No fundo, a história da IBIT é a história de um negócio brilhante com um motor que não controla. A comissão é fixa, a base é volátil, e a receita dança ao som do preço do Bitcoin. É o que a torna tão lucrativa no topo do ciclo, e tão exposta quando a maré vira.
Perguntas frequentes
Quanto é que a BlackRock ganha com a IBIT?
A IBIT cobra uma comissão fixa de 0,25% ao ano sobre os ativos sob gestão. A meio de setembro de 2026, com cerca de 60,3 mil milhões de dólares em ativos, isso equivale a uma receita anual estimada de cerca de 151 milhões de dólares. O valor sobe e desce com o preço do Bitcoin: chegou a rondar os 244 milhões no pico de outubro de 2025.
Porque é que a IBIT rendeu mais do que o fundo do S&P 500 da BlackRock?
Porque cobra uma comissão muito mais alta: 0,25% contra os 0,03% da IVV. Em julho de 2025, a IBIT chegou a render mais em comissões, cerca de 187 milhões por ano, apesar de gerir muito menos dinheiro. Depois de o Bitcoin cair, porém, a IVV, com mais de 840 mil milhões em ativos, voltou a liderar em receita.
Um investidor em Portugal pode comprar a IBIT?

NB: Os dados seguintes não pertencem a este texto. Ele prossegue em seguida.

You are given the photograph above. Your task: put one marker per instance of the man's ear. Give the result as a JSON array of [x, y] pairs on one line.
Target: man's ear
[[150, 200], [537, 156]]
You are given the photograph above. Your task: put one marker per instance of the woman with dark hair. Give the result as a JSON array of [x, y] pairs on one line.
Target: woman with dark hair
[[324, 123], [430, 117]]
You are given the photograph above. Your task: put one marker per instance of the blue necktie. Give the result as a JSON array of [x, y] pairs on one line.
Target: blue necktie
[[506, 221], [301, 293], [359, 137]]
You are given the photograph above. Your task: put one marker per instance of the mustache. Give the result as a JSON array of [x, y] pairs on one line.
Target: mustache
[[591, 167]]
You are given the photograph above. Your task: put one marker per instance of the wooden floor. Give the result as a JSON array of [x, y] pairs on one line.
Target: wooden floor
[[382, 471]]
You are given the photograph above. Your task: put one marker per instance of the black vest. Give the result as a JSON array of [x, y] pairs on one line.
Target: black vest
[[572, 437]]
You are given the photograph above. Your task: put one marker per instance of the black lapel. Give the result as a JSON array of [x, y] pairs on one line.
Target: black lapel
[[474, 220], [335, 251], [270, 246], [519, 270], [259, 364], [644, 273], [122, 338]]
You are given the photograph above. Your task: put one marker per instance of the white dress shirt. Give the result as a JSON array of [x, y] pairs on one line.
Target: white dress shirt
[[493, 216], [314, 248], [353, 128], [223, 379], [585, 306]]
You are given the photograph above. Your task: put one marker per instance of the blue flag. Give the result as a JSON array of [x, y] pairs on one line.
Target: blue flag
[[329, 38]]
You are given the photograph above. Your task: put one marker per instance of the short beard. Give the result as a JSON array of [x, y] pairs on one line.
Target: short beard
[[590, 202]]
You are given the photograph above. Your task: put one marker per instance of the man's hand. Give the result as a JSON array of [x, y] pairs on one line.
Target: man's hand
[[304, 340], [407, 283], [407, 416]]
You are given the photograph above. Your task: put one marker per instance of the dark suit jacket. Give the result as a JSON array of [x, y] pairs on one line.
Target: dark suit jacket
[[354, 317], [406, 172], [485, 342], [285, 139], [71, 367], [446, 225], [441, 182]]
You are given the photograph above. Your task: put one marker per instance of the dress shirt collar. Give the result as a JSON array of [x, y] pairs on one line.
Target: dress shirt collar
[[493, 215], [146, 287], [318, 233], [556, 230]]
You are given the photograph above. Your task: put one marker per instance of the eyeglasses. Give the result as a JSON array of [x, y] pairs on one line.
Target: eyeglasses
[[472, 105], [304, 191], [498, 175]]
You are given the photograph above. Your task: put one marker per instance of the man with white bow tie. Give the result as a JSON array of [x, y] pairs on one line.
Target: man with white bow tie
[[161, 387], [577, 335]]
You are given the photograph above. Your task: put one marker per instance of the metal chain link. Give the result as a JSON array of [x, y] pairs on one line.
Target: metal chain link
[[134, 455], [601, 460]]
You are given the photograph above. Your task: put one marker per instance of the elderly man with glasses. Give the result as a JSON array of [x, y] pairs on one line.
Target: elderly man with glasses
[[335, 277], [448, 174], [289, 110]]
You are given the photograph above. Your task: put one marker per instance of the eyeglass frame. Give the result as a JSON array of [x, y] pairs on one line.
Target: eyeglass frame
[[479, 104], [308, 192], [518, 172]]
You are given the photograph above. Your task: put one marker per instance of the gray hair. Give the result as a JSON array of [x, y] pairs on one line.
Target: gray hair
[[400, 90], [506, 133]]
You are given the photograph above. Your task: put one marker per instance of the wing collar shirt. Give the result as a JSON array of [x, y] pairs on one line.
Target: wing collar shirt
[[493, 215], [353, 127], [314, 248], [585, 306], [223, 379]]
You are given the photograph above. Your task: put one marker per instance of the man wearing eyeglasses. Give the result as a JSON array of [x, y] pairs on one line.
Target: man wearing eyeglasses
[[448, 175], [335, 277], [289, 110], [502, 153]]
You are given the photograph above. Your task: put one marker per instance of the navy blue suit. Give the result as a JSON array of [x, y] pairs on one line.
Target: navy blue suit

Em regra, não como investidor de retalho, porque a IBIT não tem o documento de informação fundamental exigido na União Europeia e os fundos UCITS não permitem um único ativo. A alternativa são os ETP de Bitcoin negociados nas bolsas europeias ou a compra à vista em prestadores registados no Banco de Portugal, com a CMVM a supervisionar a conduta de mercado.
Qual é o ETP de Bitcoin mais barato na Europa?
O CoinShares Physical Bitcoin cortou a comissão para 0,15% em fevereiro de 2026, ficando entre os mais baratos da Europa. No extremo oposto, o Bitwise Physical Bitcoin, antigo ETC Group, cobra 2,00% ao ano, funcionando como o equivalente europeu ao caro e antigo GBTC americano.
A subida de juros da Fed afeta os ETF de Bitcoin?
Sim, de forma indireta mas direta na receita. Juros mais altos tendem a pressionar o Bitcoin, o que encolhe os ativos dos fundos e a comissão que cobram. Com cerca de 87% de probabilidade de subida na reunião de 16 de setembro de 2026, os fluxos já tinham virado para saídas na semana de 8 a 12 de setembro.
Beatriz Fonseca escreve sobre mercados e produtos de investimento em cripto para a HOGE Wire.